Top critical review
Bohemian Rhapsody isn't the kingly biopic of Queen that it thinks it is.
29 October 2018
Bohemian Rhapsody isn't the kingly biopic of Queen that it thinks it is. Possibly the most frustrating cinema experience I've had all year. Why? Squandered potential. It's Queen. Quite possibly the biggest rock band to ever exist. Influential to millions. Idolised by thousands. The risks they took with their musicality and stage appearances were aspirational. And yet here we have a biopic that, whilst undoubtedly entertaining, just doesn't know what it wants to be. Chronicling the formation of Queen, Freddie Mercury rises to fame as their lead singer and soon starts clashing with the other band members. Malek singlehandedly saved this film. His performance was both transformative and engrossing, occasionally fully embodying Mercury's eccentric personality. The exaggerated false teeth did initially distract me, but these are diminished once the story starts to unfold. The other members were also well acted and certainly looked the part, particularly with the 70s hair styles. The whole plot intelligently culminates to the infamous Live Aid performance that shot Queen's reputation to stratospheric heights, which evidently is the greatest segment of this biopic. It allowed the music to come through and force Mercury's emotions to be conveyed through auditory senses. 'Bohemian Rhapsody' is deservedly one of the greatest songs of all time, and just the Live Aid performance alone showed its importance to Mercury and the band. It wants you to sing along, it wants you to tap your feet to the beat. It's infectious. It will leave you wanting to listen to their other fantastic songs. The development beforehand was well paced, nuanced and enjoyable to watch. However, there are two huge detriments to this biopic that lead to an underwhelming result. Bryan Singer's direction and McCarten's screenplay.

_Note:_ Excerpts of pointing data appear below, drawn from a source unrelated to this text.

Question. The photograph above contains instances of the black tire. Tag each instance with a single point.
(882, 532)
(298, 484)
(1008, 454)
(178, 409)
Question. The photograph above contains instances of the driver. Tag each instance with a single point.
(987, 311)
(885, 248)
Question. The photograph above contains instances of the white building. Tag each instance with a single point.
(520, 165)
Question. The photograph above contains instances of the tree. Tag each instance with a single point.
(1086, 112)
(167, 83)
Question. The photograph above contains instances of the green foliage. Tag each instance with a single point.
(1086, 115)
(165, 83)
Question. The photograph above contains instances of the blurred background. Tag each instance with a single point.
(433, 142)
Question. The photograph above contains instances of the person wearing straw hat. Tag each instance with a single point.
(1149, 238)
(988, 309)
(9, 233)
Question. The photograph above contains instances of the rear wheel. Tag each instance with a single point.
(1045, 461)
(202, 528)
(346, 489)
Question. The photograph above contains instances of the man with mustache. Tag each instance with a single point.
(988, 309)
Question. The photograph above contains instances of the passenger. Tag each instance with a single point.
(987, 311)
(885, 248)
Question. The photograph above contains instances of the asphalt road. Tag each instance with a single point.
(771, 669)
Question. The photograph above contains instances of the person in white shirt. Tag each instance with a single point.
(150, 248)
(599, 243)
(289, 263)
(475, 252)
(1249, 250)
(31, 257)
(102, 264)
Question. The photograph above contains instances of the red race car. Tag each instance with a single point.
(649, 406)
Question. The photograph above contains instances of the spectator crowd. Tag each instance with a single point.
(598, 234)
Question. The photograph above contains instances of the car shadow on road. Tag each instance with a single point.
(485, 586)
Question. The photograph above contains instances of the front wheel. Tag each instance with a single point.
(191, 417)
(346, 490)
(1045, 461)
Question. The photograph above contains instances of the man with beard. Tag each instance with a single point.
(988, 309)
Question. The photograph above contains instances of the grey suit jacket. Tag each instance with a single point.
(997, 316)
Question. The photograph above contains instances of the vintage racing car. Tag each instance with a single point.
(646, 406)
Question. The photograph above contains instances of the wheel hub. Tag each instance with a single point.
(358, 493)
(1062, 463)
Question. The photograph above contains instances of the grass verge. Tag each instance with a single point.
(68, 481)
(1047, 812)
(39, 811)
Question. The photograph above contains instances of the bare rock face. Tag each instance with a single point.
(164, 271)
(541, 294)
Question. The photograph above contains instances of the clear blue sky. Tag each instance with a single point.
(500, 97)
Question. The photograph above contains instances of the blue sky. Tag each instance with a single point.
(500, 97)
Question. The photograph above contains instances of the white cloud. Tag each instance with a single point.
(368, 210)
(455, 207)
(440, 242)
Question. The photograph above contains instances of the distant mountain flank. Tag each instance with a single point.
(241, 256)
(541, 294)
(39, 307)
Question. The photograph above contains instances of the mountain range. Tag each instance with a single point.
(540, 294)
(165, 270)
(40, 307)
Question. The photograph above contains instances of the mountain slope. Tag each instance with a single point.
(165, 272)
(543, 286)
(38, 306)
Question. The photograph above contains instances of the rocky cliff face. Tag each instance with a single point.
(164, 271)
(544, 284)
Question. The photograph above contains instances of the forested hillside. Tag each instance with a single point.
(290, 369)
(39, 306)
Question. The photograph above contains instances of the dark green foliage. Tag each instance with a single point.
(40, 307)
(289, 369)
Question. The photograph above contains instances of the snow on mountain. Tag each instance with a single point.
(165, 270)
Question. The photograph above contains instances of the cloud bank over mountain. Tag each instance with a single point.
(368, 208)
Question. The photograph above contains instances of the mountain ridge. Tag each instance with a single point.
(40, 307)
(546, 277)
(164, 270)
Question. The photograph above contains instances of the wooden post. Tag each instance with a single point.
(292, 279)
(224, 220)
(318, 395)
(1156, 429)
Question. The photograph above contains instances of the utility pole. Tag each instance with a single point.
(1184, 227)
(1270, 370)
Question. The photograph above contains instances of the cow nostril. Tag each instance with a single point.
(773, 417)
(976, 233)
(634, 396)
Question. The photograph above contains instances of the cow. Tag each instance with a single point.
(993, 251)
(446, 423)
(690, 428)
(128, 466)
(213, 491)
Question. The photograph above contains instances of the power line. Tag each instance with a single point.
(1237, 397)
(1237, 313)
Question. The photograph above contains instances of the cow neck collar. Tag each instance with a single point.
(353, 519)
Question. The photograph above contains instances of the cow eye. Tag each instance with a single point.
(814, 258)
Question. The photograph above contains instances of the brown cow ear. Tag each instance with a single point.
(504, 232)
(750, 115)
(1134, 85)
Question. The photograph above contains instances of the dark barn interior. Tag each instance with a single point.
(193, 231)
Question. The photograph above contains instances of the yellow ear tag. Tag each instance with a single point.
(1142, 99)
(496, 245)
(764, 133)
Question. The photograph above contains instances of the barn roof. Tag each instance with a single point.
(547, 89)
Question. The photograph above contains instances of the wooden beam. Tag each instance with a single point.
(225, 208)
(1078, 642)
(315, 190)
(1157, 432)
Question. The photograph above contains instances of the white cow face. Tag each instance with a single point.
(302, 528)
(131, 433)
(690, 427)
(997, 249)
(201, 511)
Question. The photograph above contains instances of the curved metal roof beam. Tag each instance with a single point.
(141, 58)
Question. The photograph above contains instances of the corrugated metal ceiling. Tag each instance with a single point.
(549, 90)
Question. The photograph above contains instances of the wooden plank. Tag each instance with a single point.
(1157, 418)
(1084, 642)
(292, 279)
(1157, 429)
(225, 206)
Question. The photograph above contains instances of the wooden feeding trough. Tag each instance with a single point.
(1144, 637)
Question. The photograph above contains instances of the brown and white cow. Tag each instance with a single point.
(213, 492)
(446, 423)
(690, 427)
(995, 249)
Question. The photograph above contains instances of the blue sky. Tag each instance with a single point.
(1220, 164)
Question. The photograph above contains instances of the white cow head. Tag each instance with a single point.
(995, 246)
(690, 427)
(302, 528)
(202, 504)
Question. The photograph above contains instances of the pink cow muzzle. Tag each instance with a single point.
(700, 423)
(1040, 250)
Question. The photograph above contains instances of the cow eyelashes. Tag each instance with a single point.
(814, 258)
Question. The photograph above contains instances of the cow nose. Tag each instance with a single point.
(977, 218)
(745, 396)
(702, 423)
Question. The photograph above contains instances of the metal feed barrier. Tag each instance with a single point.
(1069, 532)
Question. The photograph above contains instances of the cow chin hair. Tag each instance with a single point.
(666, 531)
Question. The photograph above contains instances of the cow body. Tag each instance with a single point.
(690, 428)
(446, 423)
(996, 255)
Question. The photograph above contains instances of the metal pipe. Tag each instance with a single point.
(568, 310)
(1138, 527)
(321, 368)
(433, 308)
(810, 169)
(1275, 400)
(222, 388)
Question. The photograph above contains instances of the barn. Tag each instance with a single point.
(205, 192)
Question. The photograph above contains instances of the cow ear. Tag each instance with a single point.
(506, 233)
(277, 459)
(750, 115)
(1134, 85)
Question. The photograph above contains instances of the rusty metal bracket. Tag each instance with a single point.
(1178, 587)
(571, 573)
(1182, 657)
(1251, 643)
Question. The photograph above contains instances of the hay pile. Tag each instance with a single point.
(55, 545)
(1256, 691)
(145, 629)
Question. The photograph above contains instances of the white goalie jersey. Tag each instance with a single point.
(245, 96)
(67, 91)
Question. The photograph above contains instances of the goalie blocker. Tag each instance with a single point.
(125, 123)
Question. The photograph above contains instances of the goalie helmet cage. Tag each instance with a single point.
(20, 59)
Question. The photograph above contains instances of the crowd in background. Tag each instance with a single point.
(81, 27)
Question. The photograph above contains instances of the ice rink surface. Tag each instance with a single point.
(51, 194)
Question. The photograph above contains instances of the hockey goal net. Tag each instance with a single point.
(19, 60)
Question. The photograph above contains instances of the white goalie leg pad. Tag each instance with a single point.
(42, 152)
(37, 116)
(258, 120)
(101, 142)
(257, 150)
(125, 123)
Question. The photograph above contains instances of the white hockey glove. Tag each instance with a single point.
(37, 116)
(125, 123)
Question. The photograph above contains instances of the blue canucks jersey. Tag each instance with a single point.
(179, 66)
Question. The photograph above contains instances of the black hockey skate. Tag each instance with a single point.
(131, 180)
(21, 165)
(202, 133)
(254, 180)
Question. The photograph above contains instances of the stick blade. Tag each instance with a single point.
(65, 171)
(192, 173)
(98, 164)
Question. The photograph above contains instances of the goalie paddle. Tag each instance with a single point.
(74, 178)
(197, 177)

Singer is unsure what angle to use to portray Mercury. He had a big career, with personal failures equalling his musical successes. Yet Singer attempts to balance the narrative with Mercury's life and what is essentially Queen's greatest hits. The two do not marinate seamlessly. Is it a Queen tribute? Or a Freddie Mercury biopic? Can it be both? Yes it can. But this is not substantial enough. The band has so much history and acute details that were glossed over in this film, ultimately feeling rushed. The time shifts range from a month to five years. Singer attempts to tackle too much, and it shows. In the first twenty minutes, they've already conceived their first album! That's ludicrous. Then we come to the screenplay. I'm sure Brian May and Roger Taylor's inclusion in this production somewhat hindered the telling of the band's history. It's completely sanitised. The often comedic dialogue juxtaposes the tonal shift of Mercury's eventual loneliness and battle with AIDS. There is literally a scene of Mercury contemplating the idea of conceptualising a solo career, only for the proceeding scene to joyfully create 'Another One Bites The Dust'. The script tries too hard at being a crowd pleaser, that the more important issues are diluted and consequently forms a tonal shift. Sure it allows Malek to show off his acting ability, but at what cost? There's no emotional resonance. Nothing feels memorable. It's a shame, as this could've been an excellent biopic. However the mediocre directing and script really hindered the emotional investment required to make this a successful trip down memory lane. It's a biopic that general audiences will enjoy, it's just not the biopic I wanted.